Seven evils that blight society named by Joseph Rowntree Foundation
By Alastair Jamieson
Greed and the decline of honesty are among seven social evils undermining Britain’s society, according to a report by the Joseph Rowntree Foundation.
The research organisation said collapsing moral values and failing institutions such as the education system blighted the lives of millions.
A report by the group found the abuse of drink and drugs, the permanence of poverty and the breakdown of the family are also scourges that deeply worry most of the population.
The findings, based on a consultation with 3,500 Britons and reported in the Daily Mail, come more than a century after the group’s founder Joseph Rowntree, a Quaker and chocolate maker from York, identified seven social ills in 1904 as poverty, war, slavery, intemperence, the opium trade, impurity and gambling.

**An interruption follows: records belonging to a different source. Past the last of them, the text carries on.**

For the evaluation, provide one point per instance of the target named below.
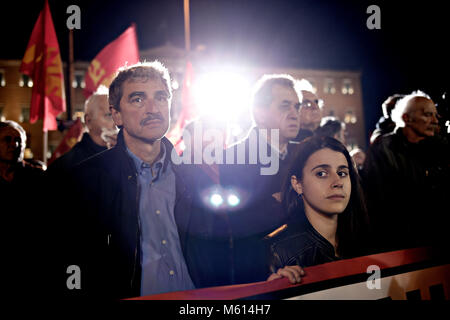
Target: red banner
(42, 62)
(123, 50)
(70, 139)
(418, 273)
(188, 109)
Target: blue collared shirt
(162, 260)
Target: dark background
(409, 52)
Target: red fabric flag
(123, 50)
(188, 109)
(70, 139)
(42, 62)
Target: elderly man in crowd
(406, 176)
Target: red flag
(116, 54)
(70, 139)
(188, 109)
(42, 62)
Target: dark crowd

The foundation said the modern-day seven social ills are:
- Individualism/greed. Researchers said Britons feel many people care only about money
- Drugs and alcohol. The report said there was concern that Britons were unable to drink in moderation.

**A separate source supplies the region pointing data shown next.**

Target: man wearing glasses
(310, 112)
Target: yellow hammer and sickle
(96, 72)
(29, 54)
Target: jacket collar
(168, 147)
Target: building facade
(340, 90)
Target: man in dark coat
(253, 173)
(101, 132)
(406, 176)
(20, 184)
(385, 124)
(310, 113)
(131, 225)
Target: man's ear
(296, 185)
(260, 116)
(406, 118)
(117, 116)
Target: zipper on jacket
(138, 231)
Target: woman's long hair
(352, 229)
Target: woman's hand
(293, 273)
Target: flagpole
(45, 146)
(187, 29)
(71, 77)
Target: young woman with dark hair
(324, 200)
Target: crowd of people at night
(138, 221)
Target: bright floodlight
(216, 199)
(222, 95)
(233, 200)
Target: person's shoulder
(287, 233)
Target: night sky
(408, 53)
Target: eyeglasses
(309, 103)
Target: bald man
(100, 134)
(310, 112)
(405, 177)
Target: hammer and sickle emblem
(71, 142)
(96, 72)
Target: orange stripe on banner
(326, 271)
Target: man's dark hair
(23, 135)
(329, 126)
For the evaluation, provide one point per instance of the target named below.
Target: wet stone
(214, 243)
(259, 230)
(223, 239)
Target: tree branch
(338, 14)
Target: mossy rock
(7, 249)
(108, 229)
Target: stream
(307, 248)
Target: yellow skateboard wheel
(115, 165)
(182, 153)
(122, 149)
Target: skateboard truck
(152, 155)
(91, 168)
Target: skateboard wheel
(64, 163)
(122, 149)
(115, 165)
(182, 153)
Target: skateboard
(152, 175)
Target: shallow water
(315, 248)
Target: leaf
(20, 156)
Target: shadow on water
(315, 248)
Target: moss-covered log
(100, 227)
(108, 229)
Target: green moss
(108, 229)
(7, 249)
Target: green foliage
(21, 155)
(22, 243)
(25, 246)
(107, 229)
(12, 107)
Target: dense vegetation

- Declining values. Even atheists said there had been a loss of Christian values.
Social virtues. There is less honesty and no respect for police or nurses.
- Family breakdown, in particular inadequate parenting.
- Poverty. Britons feel the huge pay and bonuses for some contrasted with the poverty of others
- Failed institutions. Those surveyed said education was a ‘failed institution’ and the politicians were dishonest even before the Westminster expenses scandal.
The foundation said that while many of today’s problems can be solved, social evils run deeper and are ‘something more complex, menacing and indefinable’.
They “imply a degree of scepticism, realism or despair over whether any remedy can be found”, the report added.
Other ills, such as family breakdown and individualism, are a more modern phenomenon.
Julia Unwin, chief executive of the Joseph Rowntree Foundation and an adviser to Prime Minister Gordon Brown on social issues, said: “Notwithstanding the difficulties that the recession has created in people’s lives, the inquiry demonstrates a commitment to identify the common good in shaping a better society and a passionate conviction that our unsustainable present offers an unreliable route map for our future.”